Politics

Trump Declares Biden’s J6 Pardons ‘Void’ in Late-Night Truth Social Meltdown

SOUND AND FURY

The president claimed that his predecessor’s pardons were void and threatened to investigate lawmakers who blamed him for the deadly Capitol riot.

Donald Trump, Adam Schiff, Joe Biden
Photo Illustration by Elizabeth Brockway/The Daily Beast/Reuters

President Donald Trump capped off a weekend of golf with a late-night social media rant claiming former President Joe Biden’s pardons for the members of Congress who investigated Trump’s role in the Capitol riot were “VOID, VACANT, AND OF NO FURTHER EFFECT.”

“Those on the Unselect Committee, who destroyed and deleted ALL evidence obtained during their two-year Witch Hunt of me, and many other innocent people, should fully understand that they are subject to investigation at the highest level,” he wrote in a Truth Social post.

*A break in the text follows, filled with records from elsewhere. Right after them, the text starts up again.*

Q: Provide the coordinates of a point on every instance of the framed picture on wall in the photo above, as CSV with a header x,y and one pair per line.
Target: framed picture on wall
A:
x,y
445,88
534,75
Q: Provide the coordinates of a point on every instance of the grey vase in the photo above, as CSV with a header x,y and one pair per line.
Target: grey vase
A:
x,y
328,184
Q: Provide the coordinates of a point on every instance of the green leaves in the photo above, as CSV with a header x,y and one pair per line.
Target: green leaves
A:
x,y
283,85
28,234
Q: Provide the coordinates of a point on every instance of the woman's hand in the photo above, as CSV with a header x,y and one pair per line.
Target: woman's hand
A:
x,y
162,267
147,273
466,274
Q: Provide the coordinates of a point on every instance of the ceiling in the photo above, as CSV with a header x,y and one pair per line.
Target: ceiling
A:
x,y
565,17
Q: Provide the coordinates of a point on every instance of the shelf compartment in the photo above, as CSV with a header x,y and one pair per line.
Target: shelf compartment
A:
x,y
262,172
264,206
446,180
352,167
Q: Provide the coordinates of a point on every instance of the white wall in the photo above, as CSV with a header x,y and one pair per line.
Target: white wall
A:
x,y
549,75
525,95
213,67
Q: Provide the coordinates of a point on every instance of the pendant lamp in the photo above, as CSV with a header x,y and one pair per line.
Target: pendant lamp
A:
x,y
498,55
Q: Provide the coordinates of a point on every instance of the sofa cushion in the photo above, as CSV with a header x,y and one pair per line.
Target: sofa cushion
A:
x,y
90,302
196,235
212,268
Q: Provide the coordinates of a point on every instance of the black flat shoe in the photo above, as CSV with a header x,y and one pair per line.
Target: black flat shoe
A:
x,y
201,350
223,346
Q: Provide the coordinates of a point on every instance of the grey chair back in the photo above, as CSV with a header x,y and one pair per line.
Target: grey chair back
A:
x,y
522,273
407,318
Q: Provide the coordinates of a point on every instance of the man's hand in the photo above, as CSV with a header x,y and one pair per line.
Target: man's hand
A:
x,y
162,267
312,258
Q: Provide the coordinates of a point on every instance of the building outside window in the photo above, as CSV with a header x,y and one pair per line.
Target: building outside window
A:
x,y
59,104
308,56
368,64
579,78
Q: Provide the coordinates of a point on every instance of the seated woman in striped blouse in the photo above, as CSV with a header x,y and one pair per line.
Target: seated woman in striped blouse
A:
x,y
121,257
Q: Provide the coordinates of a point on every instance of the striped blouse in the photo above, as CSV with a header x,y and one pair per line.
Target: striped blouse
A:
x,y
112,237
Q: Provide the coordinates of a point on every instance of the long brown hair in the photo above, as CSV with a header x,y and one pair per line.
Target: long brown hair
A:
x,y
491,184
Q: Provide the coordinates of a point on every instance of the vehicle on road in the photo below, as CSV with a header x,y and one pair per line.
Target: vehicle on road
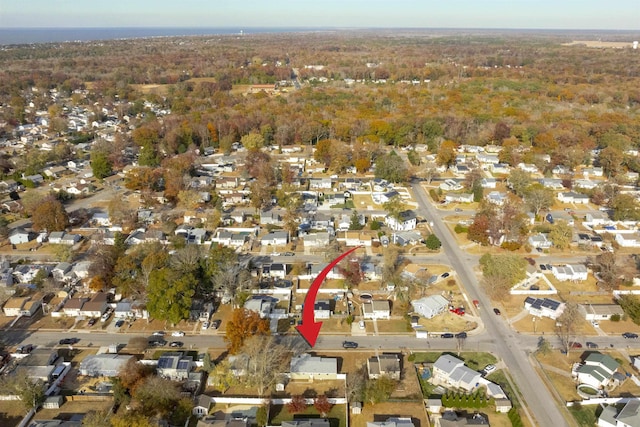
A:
x,y
488,369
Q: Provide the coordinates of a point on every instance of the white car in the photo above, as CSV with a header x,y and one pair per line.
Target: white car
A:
x,y
489,368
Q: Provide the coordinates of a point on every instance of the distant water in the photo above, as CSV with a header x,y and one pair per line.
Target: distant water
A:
x,y
56,35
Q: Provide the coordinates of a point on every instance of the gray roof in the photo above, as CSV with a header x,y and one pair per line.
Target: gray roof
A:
x,y
307,364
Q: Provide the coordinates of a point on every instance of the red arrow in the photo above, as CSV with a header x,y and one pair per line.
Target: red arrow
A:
x,y
309,328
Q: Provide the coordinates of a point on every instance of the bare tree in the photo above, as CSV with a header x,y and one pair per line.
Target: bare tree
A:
x,y
266,360
566,325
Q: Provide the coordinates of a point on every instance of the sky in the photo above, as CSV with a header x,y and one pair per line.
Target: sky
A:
x,y
518,14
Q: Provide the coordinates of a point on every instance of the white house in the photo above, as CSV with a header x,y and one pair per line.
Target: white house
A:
x,y
407,220
376,309
448,370
430,306
544,307
571,272
597,370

In one of Biden’s final acts as president, he preemptively pardoned people whom Trump had identified during the campaign as his “enemies from within,” including members of the House committee that investigated Trump’s role in the deadly Jan. 6, 2021, attack on the Capitol building.

During a weekend trip to his private Mar-a-Lago resort in Palm Beach, Florida—which cost taxpayers about $3 million—Trump apparently became fixated on the idea that the pardons might have been signed by an autopen and therefore were not “real.”

Since Harry Truman’s time in office, presidents (including Trump) have used autopens—a machine that replicates the president’s signature—to sign documents, according to Smithsonian magazine. But earlier on Sunday, Trump pinned a meme to his Truth Social account implying the autopen had been the real president during Biden’s term.

“In other words, Joe Biden did not sign [the pardons] but, more importantly, he did not know anything about them! The necessary Pardoning Documents were not explained to, or approved by, Biden. He knew nothing about them, and the people that did may have committed a crime,” Trump wrote, without providing any evidence to back up the claim.

In fact, top White House officials debated the pardons for months, both because their scope was unprecedented and because pardons typically carry a tacit admission of guilt or wrongdoing, the AP reported at the time.

“These are exceptional circumstances, and I cannot in good conscience do nothing,” Biden said in a Jan. 20 statement announcing the pardons. “Even when individuals have done nothing wrong—and in fact have done the right thing—and will ultimately be exonerated, the mere fact of being investigated or prosecuted can irreparably damage reputations and finances.”

At the time, House committee leaders Rep. Bennie Thompson (D-MS) and then-Rep. Liz Cheney (R-WY) said they were grateful for the pardons, and that they were being pardoned “not for breaking the law but for upholding it,” according to the AP.

President Joe Biden presents former Rep. Liz Cheney the Presidential Citizens Medal during a ceremony in the East Room at the White House in Washington, D.C.
President Joe Biden presented former Rep. Liz Cheney the Presidential Citizens Medal for her role in investigating the Capitol riot. The Washington Post/The Washington Post via Getty Im

The committee’s final report found that the Capitol riot—which aimed to overturn Biden’s 2020 election victory—was part of a criminal “multi-part conspiracy” on Trump’s part.

A federal grand jury indicted Trump for his role in the attacks, but special counsel Jack Smith was forced to drop the case when Trump won re-election in November. (The Department of Justice has a standing policy not to prosecute sitting presidents.)

For Trump, it wasn’t enough to avoid prosecution; he has repeatedly threatened anyone involved in the investigations and called them “political thugs.”

But back to the autopen. Unfortunately for Trump, late-night speculation on social media is not a legal basis for overturning a presidential pardon.

In fact, the Supreme Court has held that the president’s power to grant pardons for federal crimes is basically “unlimited,” and neither Congress nor the courts have the power to review the pardons, according to SCOTUSblog.

The only exception would be in the case of impeachment, or if the person receiving the pardon decided not to accept it.